Но это еще далеко, это через десять лет…

— …Зачем вы солгали?

— Пушки гремят так близко, и времени больше нет. Я отнял у вас последнее, и вы не нашли… Теперь уже не успеть.

— Да ведь и у вас его тоже не осталось… — Соколов мрачен, и глаза его мертвы.

Не уверен, но как будто показалось мне, что выглянула из палатки Надя и кивнула Пытину, и он улыбнулся ей в ответ. Но это очень туманно, может быть, и не было этого. Потом где-то у Ганиной ямы громыхнул выстрел.

АРВИД АЗИНЬШ

Неумолимая и грозная сила движет нас к рубежу. Когда минуем Урал, дни белой сволочи будут сочтены. Что с Верой? На этот вопрос нет ответа, и душа моя наполняется горечью возможной утраты. Наедине с собой могу признаться честно: я потерял вкус к жизни. Человек, лишенный любви, уже не человек. Это машина из костей, мяса, крови и мозга, но души во всем этом больше нет. Не в поповском смысле говорю я, а в том только, что миром движет любовь и надежда, я пришел к этому сам, мне никто не объяснял, но я уверен: в этом главная правда бытия. И пусть спорит Татлин, утверждая, что смысл нашей жизни только в победе, а потом — в дереве, которое мы посадим, в ребенке, которого произведем на свет, в доме, который построим для других. Себе — ничего. Полное самоотречение во имя счастья народа.

Но ведь это ложь. Татлин искренен, но это — ложь, он просто не понимает этого, потому что случайные объятия незнакомых женщин, которые довелось ему испытать, это не любовь, это только ее бездуховный призрак.

И все же — нужна ли революция? Нужно ли было поворачивать к новой неведомой жизни сотни миллионов, нужно ли было зажигать далеко впереди солнце и идти к нему сквозь кровь и смерть, сквозь предательство, низость, пытки и отчаяние?
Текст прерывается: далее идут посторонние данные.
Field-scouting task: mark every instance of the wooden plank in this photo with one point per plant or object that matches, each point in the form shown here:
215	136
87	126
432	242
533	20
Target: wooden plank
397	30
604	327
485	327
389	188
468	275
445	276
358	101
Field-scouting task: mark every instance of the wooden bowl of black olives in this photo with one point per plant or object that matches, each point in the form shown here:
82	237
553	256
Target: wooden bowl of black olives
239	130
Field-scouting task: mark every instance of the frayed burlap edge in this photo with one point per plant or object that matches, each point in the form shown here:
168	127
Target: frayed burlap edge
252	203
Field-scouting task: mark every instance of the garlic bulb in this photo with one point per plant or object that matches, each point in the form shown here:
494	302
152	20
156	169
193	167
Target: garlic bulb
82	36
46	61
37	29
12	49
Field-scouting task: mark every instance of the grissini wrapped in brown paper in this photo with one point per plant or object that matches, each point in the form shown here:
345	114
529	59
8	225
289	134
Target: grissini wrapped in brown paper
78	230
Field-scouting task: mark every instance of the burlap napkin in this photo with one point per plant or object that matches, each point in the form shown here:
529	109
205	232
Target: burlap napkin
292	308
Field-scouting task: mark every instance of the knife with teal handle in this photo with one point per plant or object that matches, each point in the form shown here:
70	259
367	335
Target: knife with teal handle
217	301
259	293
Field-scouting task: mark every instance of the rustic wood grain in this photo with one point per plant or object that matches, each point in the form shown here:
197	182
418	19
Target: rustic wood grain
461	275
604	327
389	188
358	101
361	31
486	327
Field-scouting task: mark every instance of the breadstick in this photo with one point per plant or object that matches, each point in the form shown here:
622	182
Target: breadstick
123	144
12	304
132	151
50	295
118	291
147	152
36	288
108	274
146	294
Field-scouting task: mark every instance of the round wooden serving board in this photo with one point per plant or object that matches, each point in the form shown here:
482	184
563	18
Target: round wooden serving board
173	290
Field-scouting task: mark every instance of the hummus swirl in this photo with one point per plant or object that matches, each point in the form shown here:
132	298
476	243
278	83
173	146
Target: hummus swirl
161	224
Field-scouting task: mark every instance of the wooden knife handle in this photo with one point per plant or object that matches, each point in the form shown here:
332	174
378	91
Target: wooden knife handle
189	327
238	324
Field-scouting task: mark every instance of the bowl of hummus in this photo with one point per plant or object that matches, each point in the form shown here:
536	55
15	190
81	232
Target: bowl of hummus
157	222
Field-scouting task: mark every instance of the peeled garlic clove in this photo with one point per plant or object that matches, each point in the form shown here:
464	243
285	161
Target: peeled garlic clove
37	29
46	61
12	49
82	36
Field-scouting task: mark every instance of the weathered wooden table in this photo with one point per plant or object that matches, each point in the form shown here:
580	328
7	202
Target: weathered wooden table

Что бы там ни было — нужно. 25 октября сбросило и растерло без следа пустую и безнравственную душу самодержавия — Пытин называл его «самовластьем». 25 октября открыло путь к любви и надежде миллионам, а не гениям только. Пусть не понимает этого Татлин и такие, как он, миллионы пусть не понимают. Есть в очистительном порыве народа нечто скрытое до норы от, него самого. Но придет час, и ударит колокол, и оживет человек. Все остальное забудется или останется только в книгах.